Flu viruses take one-way ticket out of Asia, then travel the world
- 16 Apr 2008Study in Science may lead to improvements in flu vaccine design
Seasonal influenza strains constantly evolve in overlapping epidemics in Asia and sweep the rest of the world each year, an international research team has found.
These findings suggest that by focusing surveillance efforts on East and Southeast Asia, researchers may be able to extend their forecast of the flu strains most likely to cause epidemics, which may in turn help experts decide which strains should go in the flu vaccine each year.
The study, by a team of researchers from Europe, Australia, Japan and the United States, appears in the 18 April issue of the journal Science, which is published by AAAS, the nonprofit science society.
“The flu virus is constantly mutating, so it’s a major challenge for public health as well as a fascinating example of evolution in action. This study advances our knowledge of how new flu strains spread across the globe and how epidemics arise,” said Katrina Kelner, Science’s deputy managing editor, life sciences.

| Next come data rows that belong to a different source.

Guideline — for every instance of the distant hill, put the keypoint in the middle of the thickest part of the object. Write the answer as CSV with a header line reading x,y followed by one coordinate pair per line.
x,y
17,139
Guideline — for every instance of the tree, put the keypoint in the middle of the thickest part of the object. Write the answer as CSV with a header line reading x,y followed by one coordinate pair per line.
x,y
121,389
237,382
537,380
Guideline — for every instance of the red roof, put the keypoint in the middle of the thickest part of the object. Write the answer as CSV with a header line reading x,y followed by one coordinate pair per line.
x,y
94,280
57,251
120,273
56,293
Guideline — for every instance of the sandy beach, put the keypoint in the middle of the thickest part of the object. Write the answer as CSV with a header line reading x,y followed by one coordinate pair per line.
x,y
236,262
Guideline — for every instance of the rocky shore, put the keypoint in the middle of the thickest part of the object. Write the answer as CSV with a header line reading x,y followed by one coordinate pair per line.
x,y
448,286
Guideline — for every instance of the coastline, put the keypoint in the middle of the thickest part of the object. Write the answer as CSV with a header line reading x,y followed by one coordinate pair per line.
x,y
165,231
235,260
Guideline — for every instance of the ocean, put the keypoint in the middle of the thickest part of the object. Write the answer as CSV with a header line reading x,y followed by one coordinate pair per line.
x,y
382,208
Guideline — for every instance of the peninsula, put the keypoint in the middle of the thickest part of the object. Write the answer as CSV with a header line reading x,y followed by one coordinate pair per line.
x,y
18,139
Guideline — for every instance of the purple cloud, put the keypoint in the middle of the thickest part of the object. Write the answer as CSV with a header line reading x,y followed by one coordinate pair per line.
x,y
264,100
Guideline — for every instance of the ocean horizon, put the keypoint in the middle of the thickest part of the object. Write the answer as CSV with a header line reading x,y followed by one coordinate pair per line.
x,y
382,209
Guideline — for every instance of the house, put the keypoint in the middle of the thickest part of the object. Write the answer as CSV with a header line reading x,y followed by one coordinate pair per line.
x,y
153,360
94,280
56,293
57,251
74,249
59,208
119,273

Colin Russell of the University of Cambridge in the United Kingdom and his colleagues analyzed 13,000 samples of influenza A (H3N2) virus, collected across six continents from 2002 to 2007 by the World Health Organization Global Influenza Surveillance Network. This subtype of influenza is currently the major cause of flu-related illness and death in humans.
The researchers compared physical differences in a surface protein, called hemagglutinin, across the different samples. Hemagglutinin is the primary target of the immune response, and even small changes can allow the virus to evade the immune system and cause disease.
In a subset of the samples, the researchers also compared the sequences of the gene that codes for hemagglutinin.
Together, these analyses allowed the researchers to identify different strains of A (H3N2) as they arrived at new locations around the world over the five-year period. The results revealed that strains emerge in East and Southeast Asia and then about six to nine months later reach Europe and North America. Several months later still, the strains arrive in South America. Essentially, once the strains leave East and Southeast Asia they enter an evolutionary graveyard.
“The ultimate goal of our collaboration is to increase our ability to predict the evolution of influenza viruses. This study is one step along that path and in particular highlights the importance of ongoing collaborations and surveillance in East and Southeast Asia, and of expanding these collaborations in the future,” said Derek Smith of the University of Cambridge, who is the corresponding author of the study.